It is important for further experimental studies that an increase of Fe transfer in form of oxides in order to obtain larger crystals can be reached by eliminating the competitive Fe-bearing phase via transition to the more “acid” hydrothermal solution.

CONCLUSIONS

(1) The partition and co-crystallization coefficients of Ln in magnetite and hematite under hydrothermal conditions at 450°С and 1 kbar are determined, which are interpreted as maximum estimates of “true” coefficients for structurally bound admixtures.

(2) Since the majority of lanthanides are not retained in solution after quenching, the experiment on synthesis of iron oxide crystals should be accompanied by sampling of high-temperature fluid.

(3) Lanthanides (except for Eu) are compatible in hydrothermal magnetite. Thereby, Er, Yb, and Lu are characterized by the relatively high degree of coherence. Heavy Ln, beginning from Tb, are coherent elements in hematite.

(4) Tendency to increasing co-crystallization and partition coefficients for heavy Ln, beginning from Gd–Tb, is typical of both Fe oxides.
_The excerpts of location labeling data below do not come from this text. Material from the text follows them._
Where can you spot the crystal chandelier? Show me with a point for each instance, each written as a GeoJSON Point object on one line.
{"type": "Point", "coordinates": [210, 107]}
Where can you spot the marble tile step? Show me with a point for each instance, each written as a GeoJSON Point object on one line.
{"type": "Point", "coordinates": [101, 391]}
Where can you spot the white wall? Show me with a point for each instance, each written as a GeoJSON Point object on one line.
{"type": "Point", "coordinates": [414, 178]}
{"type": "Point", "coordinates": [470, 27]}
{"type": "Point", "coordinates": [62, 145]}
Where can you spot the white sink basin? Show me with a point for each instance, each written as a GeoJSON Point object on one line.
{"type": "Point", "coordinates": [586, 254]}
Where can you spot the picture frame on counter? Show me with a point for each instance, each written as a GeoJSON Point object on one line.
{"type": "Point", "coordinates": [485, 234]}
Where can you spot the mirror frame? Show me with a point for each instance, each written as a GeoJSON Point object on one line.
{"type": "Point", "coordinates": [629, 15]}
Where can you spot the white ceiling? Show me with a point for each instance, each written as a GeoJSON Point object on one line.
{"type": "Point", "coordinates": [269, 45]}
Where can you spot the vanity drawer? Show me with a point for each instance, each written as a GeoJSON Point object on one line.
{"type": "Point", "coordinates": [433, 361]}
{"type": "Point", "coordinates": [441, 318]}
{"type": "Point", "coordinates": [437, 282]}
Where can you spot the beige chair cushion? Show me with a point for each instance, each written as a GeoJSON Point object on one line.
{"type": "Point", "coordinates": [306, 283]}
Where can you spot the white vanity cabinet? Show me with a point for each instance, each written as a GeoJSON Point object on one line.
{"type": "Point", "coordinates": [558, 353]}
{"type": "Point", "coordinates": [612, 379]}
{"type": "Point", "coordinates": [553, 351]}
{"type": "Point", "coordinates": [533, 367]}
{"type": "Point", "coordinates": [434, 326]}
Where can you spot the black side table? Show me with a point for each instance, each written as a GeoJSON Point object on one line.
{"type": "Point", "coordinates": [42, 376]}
This example shows that the application of such typochemical guide as proportions of heavy and light Ln for determining REE source requires knowing of their speciation and co-crystallization coefficients in minerals that are the potential REE carriers.

(5) Own Ln phases obtained in association with magnetite and hematite exemplifies the coexistence of light and heavy REE within a single hydrothermal system owing to the simultaneous crystallization of phases selectively incorporating light and heavy elements.

(6) An increase of acidity of mineralizing hydrothermal solution is likely required to provide the Fe transfer in favor of its oxides and, respectively, to obtain larger Ln-doped crystals.